About

David Milofsky is the author of six novels and a collection of short fiction, including Playing From Memory, A Friend of Kissinger, Color of Law, and most recently, A Milwaukee Inheritance.  He also works as a journalist and his short stories, articles and reviews have appeared in a wide variety of publications, including The New York Times, The Chicago Tribune, The Milwaukee Journal and Tri-Quarterly. His short stories have won the Prairie Schooner Prize and were nominated three times for The Pushcart Prize anthology. For ten years, David wrote the “Bookbeat” column for The Denver Post. He served as a script editor for Earplay, the radio drama project of National Public Radio and later edited Denver Quarterly and Colorado Review.  In 1992 he founded The Center for Literary Publishing at Colorado State University and was founding editor for the Colorado Prize in Poetry. 

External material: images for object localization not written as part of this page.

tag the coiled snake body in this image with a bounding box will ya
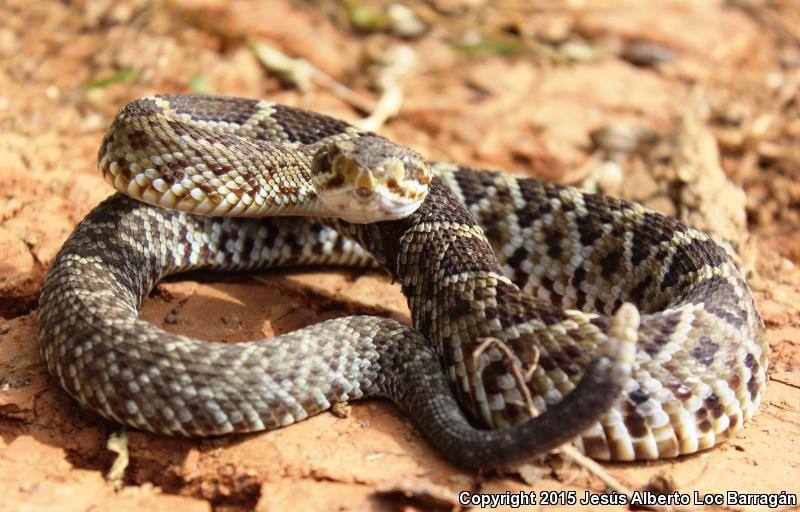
[38,95,768,468]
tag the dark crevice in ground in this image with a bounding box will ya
[0,294,39,320]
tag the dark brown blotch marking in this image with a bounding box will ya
[600,248,624,279]
[480,211,510,251]
[590,316,609,331]
[126,129,149,151]
[594,297,606,314]
[537,305,567,326]
[629,388,650,404]
[551,349,578,375]
[276,182,299,197]
[631,276,653,305]
[538,355,558,371]
[481,360,508,394]
[157,165,176,185]
[166,94,261,125]
[325,172,345,189]
[630,212,676,266]
[270,104,354,144]
[244,174,261,193]
[660,237,726,292]
[167,119,187,137]
[562,363,581,376]
[624,412,649,438]
[240,236,255,257]
[119,163,132,180]
[544,226,564,259]
[540,276,556,296]
[452,296,473,317]
[705,394,725,419]
[283,232,300,251]
[571,266,587,286]
[564,344,583,359]
[507,247,528,270]
[453,166,488,206]
[673,385,692,400]
[747,375,759,400]
[516,179,556,227]
[576,214,605,247]
[574,287,587,311]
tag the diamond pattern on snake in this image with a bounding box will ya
[38,94,767,468]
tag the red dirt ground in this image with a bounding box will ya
[1,1,798,510]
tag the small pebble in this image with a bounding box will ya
[621,39,675,67]
[590,122,657,155]
[331,402,351,418]
[164,313,178,324]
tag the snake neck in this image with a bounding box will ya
[329,178,547,426]
[332,177,510,319]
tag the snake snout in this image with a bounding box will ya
[311,135,431,223]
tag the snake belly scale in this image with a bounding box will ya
[38,95,768,468]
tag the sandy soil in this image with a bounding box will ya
[1,0,799,510]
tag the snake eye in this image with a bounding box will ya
[355,187,373,199]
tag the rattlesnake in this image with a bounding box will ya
[38,95,768,468]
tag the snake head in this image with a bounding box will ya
[311,135,431,223]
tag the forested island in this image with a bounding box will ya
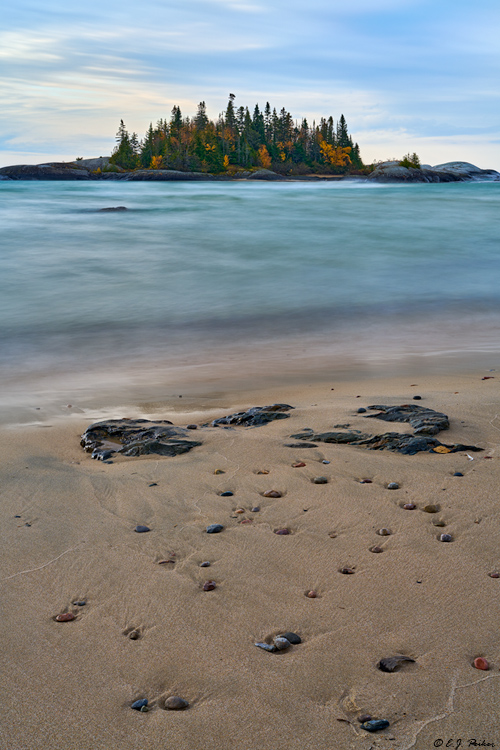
[108,97,364,175]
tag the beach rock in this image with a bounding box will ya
[377,528,392,536]
[0,162,91,180]
[360,479,372,484]
[453,472,464,477]
[357,407,367,413]
[488,572,499,578]
[283,442,318,448]
[256,469,269,475]
[274,636,291,650]
[210,403,293,428]
[402,503,416,510]
[413,395,422,400]
[439,533,453,542]
[263,490,282,498]
[220,491,233,497]
[473,657,490,670]
[186,424,198,430]
[432,519,447,527]
[365,404,449,435]
[312,476,328,484]
[251,506,260,512]
[164,696,189,710]
[367,160,500,184]
[255,642,277,652]
[339,567,355,574]
[72,600,86,607]
[292,462,306,468]
[281,632,301,644]
[214,469,225,474]
[387,482,399,489]
[247,169,287,181]
[131,699,148,711]
[128,169,216,182]
[81,419,201,459]
[358,714,372,723]
[55,612,75,622]
[202,580,216,591]
[306,590,318,598]
[274,528,290,535]
[378,655,415,672]
[135,525,150,533]
[361,719,390,732]
[423,504,439,513]
[369,546,384,553]
[206,524,224,534]
[200,561,211,567]
[128,630,140,640]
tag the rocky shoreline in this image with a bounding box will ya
[1,158,499,182]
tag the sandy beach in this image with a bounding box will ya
[2,370,500,749]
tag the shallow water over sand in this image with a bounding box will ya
[1,179,499,417]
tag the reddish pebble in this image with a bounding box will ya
[55,612,75,622]
[202,580,216,591]
[275,528,290,535]
[234,508,245,514]
[489,572,500,578]
[263,490,282,498]
[473,657,490,670]
[403,503,416,510]
[306,590,318,598]
[240,518,252,524]
[358,714,372,723]
[292,462,306,468]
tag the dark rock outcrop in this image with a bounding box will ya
[367,161,500,183]
[246,169,287,181]
[81,419,202,459]
[0,163,91,180]
[209,404,294,428]
[125,169,218,181]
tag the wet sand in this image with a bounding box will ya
[2,371,500,749]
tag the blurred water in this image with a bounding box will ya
[0,179,499,410]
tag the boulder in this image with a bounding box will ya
[368,160,499,183]
[81,419,202,460]
[0,163,91,180]
[247,169,287,181]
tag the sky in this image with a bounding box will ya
[1,0,499,169]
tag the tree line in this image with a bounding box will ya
[110,96,365,175]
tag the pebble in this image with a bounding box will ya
[274,636,291,650]
[128,630,140,640]
[72,600,86,607]
[220,491,233,497]
[328,531,337,538]
[453,472,464,477]
[186,424,198,429]
[339,567,355,575]
[473,657,490,670]
[135,525,150,533]
[306,590,318,598]
[235,508,245,514]
[158,558,175,564]
[369,545,384,553]
[361,719,390,732]
[263,490,282,498]
[378,655,415,672]
[488,572,499,578]
[200,561,211,567]
[423,504,439,513]
[439,533,453,542]
[255,642,276,652]
[432,519,446,527]
[281,632,301,644]
[292,462,306,468]
[358,714,372,723]
[402,503,416,510]
[251,506,260,512]
[357,408,367,413]
[387,482,399,490]
[413,395,422,400]
[240,518,252,524]
[322,460,330,464]
[275,528,290,535]
[164,696,189,710]
[206,524,224,533]
[202,580,216,591]
[257,470,270,475]
[214,469,225,475]
[312,476,328,484]
[55,612,75,622]
[360,479,372,484]
[377,528,391,536]
[131,699,148,711]
[148,482,158,487]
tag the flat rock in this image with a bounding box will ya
[281,632,301,644]
[164,696,189,710]
[378,655,415,672]
[206,524,224,534]
[364,404,449,435]
[210,404,293,428]
[81,418,201,459]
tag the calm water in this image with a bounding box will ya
[1,179,499,412]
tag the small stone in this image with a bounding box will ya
[358,714,372,723]
[322,460,330,464]
[473,657,490,671]
[357,408,367,413]
[234,508,245,514]
[55,612,75,622]
[214,469,225,475]
[369,545,383,553]
[202,580,216,591]
[453,472,464,477]
[255,642,276,652]
[378,655,415,672]
[339,567,355,575]
[128,630,140,640]
[220,491,233,497]
[72,600,86,607]
[135,525,150,533]
[206,524,224,533]
[158,558,175,564]
[292,462,306,468]
[361,719,390,732]
[377,528,391,536]
[306,590,318,598]
[257,470,270,475]
[131,699,148,711]
[423,504,439,513]
[148,482,158,487]
[360,479,372,484]
[328,531,337,538]
[275,528,290,535]
[200,561,211,567]
[263,490,282,498]
[439,533,453,542]
[413,395,422,400]
[387,482,399,490]
[164,696,189,710]
[313,476,328,484]
[488,572,499,578]
[240,518,252,524]
[402,503,416,510]
[186,424,198,429]
[281,632,301,644]
[274,636,291,650]
[251,506,260,512]
[433,519,446,527]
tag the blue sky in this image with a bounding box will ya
[1,0,499,168]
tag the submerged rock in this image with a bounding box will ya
[210,404,293,428]
[81,418,201,459]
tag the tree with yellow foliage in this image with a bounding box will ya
[257,145,271,169]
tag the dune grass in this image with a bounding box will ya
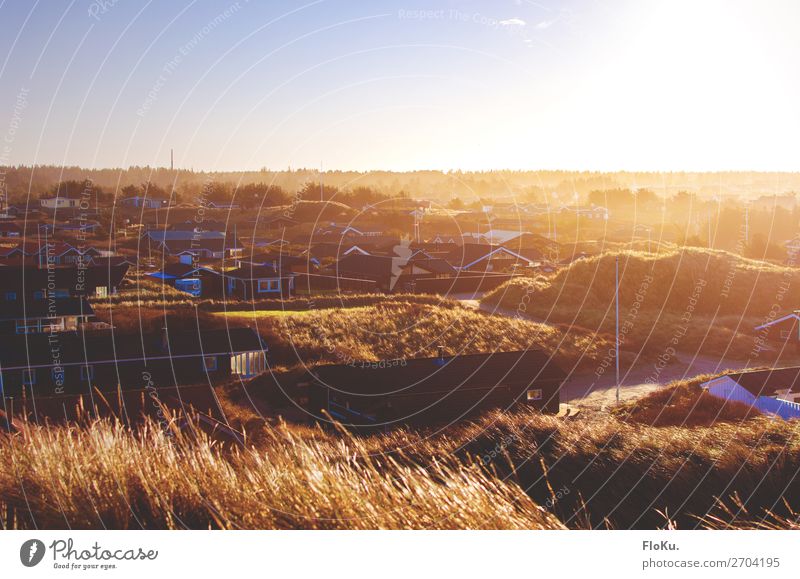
[0,417,561,530]
[483,248,800,362]
[252,300,609,370]
[3,387,799,530]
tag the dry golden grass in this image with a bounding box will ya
[356,406,800,529]
[0,417,561,530]
[484,248,800,361]
[614,374,763,427]
[4,395,799,530]
[251,300,609,370]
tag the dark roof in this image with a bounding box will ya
[335,254,393,281]
[240,253,318,272]
[7,384,225,425]
[158,262,202,278]
[0,264,129,294]
[170,219,227,232]
[0,297,94,321]
[0,327,264,370]
[223,264,283,280]
[444,244,499,268]
[161,238,230,254]
[90,256,136,267]
[407,257,456,275]
[166,327,264,356]
[726,367,800,398]
[444,244,536,268]
[313,350,565,397]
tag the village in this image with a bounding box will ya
[2,174,800,436]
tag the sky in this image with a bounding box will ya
[0,0,799,172]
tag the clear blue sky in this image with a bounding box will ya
[1,0,799,172]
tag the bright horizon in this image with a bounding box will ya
[1,0,799,173]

David was born in New York City and grew up in Wisconsin where he attended public schools and the University of Wisconsin from which he received B.A. and M.A. degrees. He also received an M.F.A. from the creative writing program of the University of Massachusetts at Amherst and subsequently taught at Middlebury College, Iowa State University, the University of Denver and Colorado State University, where he directed the creative writing program. He has received fellowships from the National Endowment for the Arts, the New Writing Conference, the Bread Loaf Writers Conference and The MacDowell Colony.  He lives in Denver with his wife Jean, a psychiatrist and jazz pianist.